У клуба толпился народ, и пройти дальше двери Максимыч не смог. По возбужденным, радостным лицам молодых парней и девушек Турбин понял: что-то произошло значительное. Люди в дверях потеснились, и на пороге вынырнул Вася с баяном и, лихо растянув мехи, заиграл туш. Девушки запели частушки, он стал им подыгрывать:

Вдоль ручья поутру шла,
Самородочек нашла,
Оснесла его я в кассу —
Государству помогла.

Поравнявшись с Турбиным, Вася с небрежным видом известил его:

— Это про меня народ слагает песни.

— Ты у нас знаменитость. Теперь жди еще частушку про историческое собрание, на котором ты председателем был, — напомнил, смеясь, Турбин и надвинул Васе на нос шапку.

— Демократия, Егор Максимыч. Все как по инструкции, — пожимая плечами, оправдывался Вася.

Неделю назад в горном цехе должно было состояться профсоюзное собрание. Его открыли, Васю выбрали председателем, но при обсуждении повестки дня разгорелся — по Васиной же инициативе — спор: провести или отложить собрание? Проспорив два часа, решили собрание отложить, а на следующий день Наташа провела его за пятнадцать минут…

Протискиваясь сквозь шумную толпу молодежи и на ходу застегивая полушубок, на улицу вышел Захарыч.

— Разлом, Максимыч, у нас произошел! Молодежь вся из артели уходит! — крикнул он. — Верно они делают? Верно! Молодежь — это наше будущее, не назад им смотреть, как нам, старикам, а вперед.

— Не все старики назад смотрят. Вам, плотникам, к примеру, невыгодно туда заглядывать, — ответил ему Турбин.

— Правильно, Максимыч! Если мы останемся в артели, какую нам работу дадут? Старательские лотки выдалбливать? Любишь или не любишь артель, а надо о работе думать. На государственных рудниках нам ее на всю жизнь хватит, верно? А вообще-то старички наши, распроязви их, блажат с артелью. Как кончится весна, остановятся гидравлики, и блажь эта с весенней водой уйдет. Против жизни не пойдешь, ну, а неволить никого не стали. Так и постановили: тех, кто подал заявление на рудник, из артели отпустить без задержки.
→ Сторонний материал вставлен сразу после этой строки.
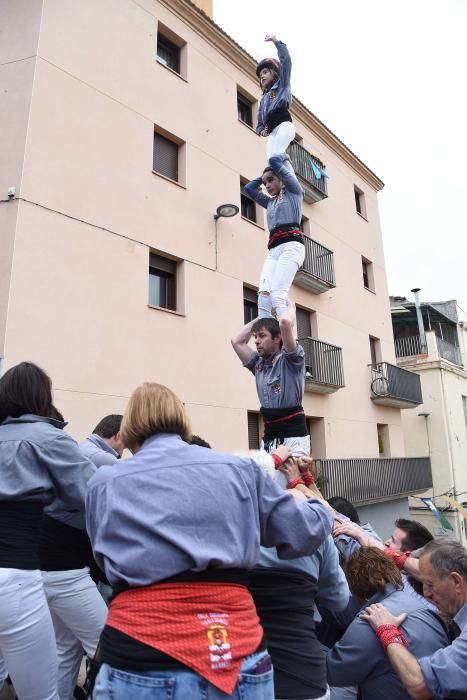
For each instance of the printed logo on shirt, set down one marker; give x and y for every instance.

— А в артели народ остался?

— Видать, часть останется: на гидравликах весной старики хотят отработать, а сколько их — завтра узнаем. Прощевай, Максимыч! Я домой, старые кости покоя просят.

К Турбину подошли раскрасневшиеся, радостные Наташа, Иван, Петро и Маша.

— Поздравьте нас, Егор Максимыч! Теперь и мы государственные рабочие, а не добытчики! — сказала, улыбаясь, Наташа.

— Поздравляю, поздравляю без пуха и пера! — пожимал им руки Турбин.

Озорно и нежно поглядывая на Петра, Маша сказала:

— Пихтачев шибко рассердится на Наташу за деньги!

— А что такое? — полюбопытствовал Турбин.

— Наташа предложила половину артельных фондов, — пояснил Бушуев, — потратить на устройство нашего быта. Решили построить новую больницу и на ней мраморную доску повесить: «От старателей артели «Приискатель». Точно так же вот в войну было написано на нашем самолете, артель подарила его Советской Армии.